How Long Does a Medical Bill Stay in Collections?
Understand the lifespan of medical bills in collections, their impact on your credit, and effective strategies to manage this debt.
Understand the lifespan of medical bills in collections, their impact on your credit, and effective strategies to manage this debt.
Medical bills can become a source of considerable stress, particularly when they transition from a healthcare provider to a collection agency. Understanding the various timeframes associated with medical debt, from its appearance on credit reports to the legal limits on collection efforts, can help individuals navigate these challenging circumstances.
Medical collection accounts can appear on consumer credit reports. Generally, such accounts remain on a credit report for up to seven years from the date of the original delinquency. This period begins when the bill first became overdue, not when it was transferred to a collection agency. Most healthcare providers do not report directly to credit bureaus; instead, an unpaid medical bill must first be sent to a collection agency before it can appear on a credit report.
Recent changes have altered how medical collections are handled by credit bureaus. As of July 2022, paid medical collection debt is no longer included on consumer credit reports. Once a medical collection is paid, it should be removed, which differs from other types of debt that might remain on a report even after payment. Additionally, there is a 365-day waiting period before unpaid medical collection debt can appear on a credit report, providing a grace period for consumers to resolve bills.
Since April 2023, medical collection accounts with an initial balance under $500 are no longer included on consumer credit reports. These changes aim to mitigate the negative impact of medical debt on credit scores, recognizing the unique nature of these obligations. Medical debt in collections is also no longer used in the calculation of VantageScore credit models.

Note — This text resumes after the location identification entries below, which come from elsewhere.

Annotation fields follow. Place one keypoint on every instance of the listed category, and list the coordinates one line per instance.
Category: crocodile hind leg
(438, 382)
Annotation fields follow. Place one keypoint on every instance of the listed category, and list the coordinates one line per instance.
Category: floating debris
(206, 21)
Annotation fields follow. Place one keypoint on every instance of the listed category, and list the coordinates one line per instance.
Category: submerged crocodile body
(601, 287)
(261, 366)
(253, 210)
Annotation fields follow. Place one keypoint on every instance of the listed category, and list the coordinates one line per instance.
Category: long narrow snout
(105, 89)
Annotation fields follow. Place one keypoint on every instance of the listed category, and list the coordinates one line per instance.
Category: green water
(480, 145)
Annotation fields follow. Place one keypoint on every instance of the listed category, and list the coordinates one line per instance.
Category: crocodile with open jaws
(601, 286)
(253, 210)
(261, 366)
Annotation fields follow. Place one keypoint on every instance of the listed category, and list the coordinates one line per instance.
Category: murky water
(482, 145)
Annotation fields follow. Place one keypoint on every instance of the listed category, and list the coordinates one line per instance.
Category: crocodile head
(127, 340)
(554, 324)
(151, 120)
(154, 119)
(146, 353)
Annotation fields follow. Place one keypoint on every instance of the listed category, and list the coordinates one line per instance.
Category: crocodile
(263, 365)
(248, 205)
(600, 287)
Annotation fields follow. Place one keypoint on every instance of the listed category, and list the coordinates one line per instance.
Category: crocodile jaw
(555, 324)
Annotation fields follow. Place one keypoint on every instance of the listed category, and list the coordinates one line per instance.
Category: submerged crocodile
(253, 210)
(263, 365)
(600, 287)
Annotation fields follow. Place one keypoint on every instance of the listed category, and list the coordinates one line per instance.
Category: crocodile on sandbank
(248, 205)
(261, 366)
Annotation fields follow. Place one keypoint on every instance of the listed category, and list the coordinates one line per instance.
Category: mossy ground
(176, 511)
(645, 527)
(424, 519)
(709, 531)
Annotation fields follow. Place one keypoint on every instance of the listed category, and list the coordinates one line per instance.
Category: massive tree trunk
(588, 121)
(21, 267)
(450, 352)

Beyond credit reporting, there are legal timeframes, known as statutes of limitations, within which a collection agency can pursue legal action, such as filing a lawsuit, to collect a medical debt. These statutes are distinct from the period a debt remains on a credit report and vary significantly by state. The general range for these time limits falls between three and ten years, depending on state law and the type of agreement involved, such as written or oral contracts.
Certain actions can “restart the clock” on these legal time limits, extending the period during which a collector can sue. Making a partial payment on the debt or acknowledging the debt in writing can reset the statute of limitations in many states. This means that even if a debt is nearing its time limit, an unintentional action could renew a collector’s ability to take legal action. Even if a debt is beyond its legal collection period, it may still appear on a credit report for the standard seven-year duration.
Collection agencies are still legally permitted to contact individuals about time-barred debts, even if they can no longer sue. They are prohibited from threatening legal action if the statute of limitations has expired. The Fair Debt Collection Practices Act (FDCPA) governs these practices, ensuring that collectors do not use abusive, unfair, or deceptive means to collect debts. Consumers should be aware of their rights regarding such communications.
When a medical bill goes to collections, verifying the debt’s accuracy is a primary step, as billing errors are common in healthcare. Consumers have a right under the Fair Debt Collection Practices Act (FDCPA) to request validation of the debt from the collection agency. This request should be made in writing, ideally within 30 days of receiving the initial collection notice, and should ask for documentation proving the debt’s legitimacy, such as the original bill and a breakdown of charges.
Communication with collection agencies should primarily be in writing to create a clear record of all interactions. If communication becomes harassing or inappropriate, individuals can send a written cease and desist letter to stop further contact, though this does not eliminate the debt itself. Negotiating a settlement for a lower amount or setting up a manageable payment plan are options, especially if the debt is valid and affordable. Any agreed-upon settlement should be documented in writing before any payment is made.
The FDCPA prohibits debt collectors from engaging in deceptive, unfair, or abusive practices, such as making false statements or threatening arrest. If inaccurate information appears on a credit report, individuals can dispute it directly with the collection agency and the credit bureaus. The Fair Credit Reporting Act (FCRA) requires credit reporting agencies to investigate disputes, typically within 30 days, and remove any unverifiable or incorrect entries.
For complex or persistent issues, seeking professional help can be beneficial. Financial counselors can provide guidance on managing debt and negotiating with collectors. If consumer rights may have been violated or legal action is threatened, consulting with a legal aid service or a consumer rights attorney is advisable. These professionals can help navigate debt collection laws and protect an individual’s interests.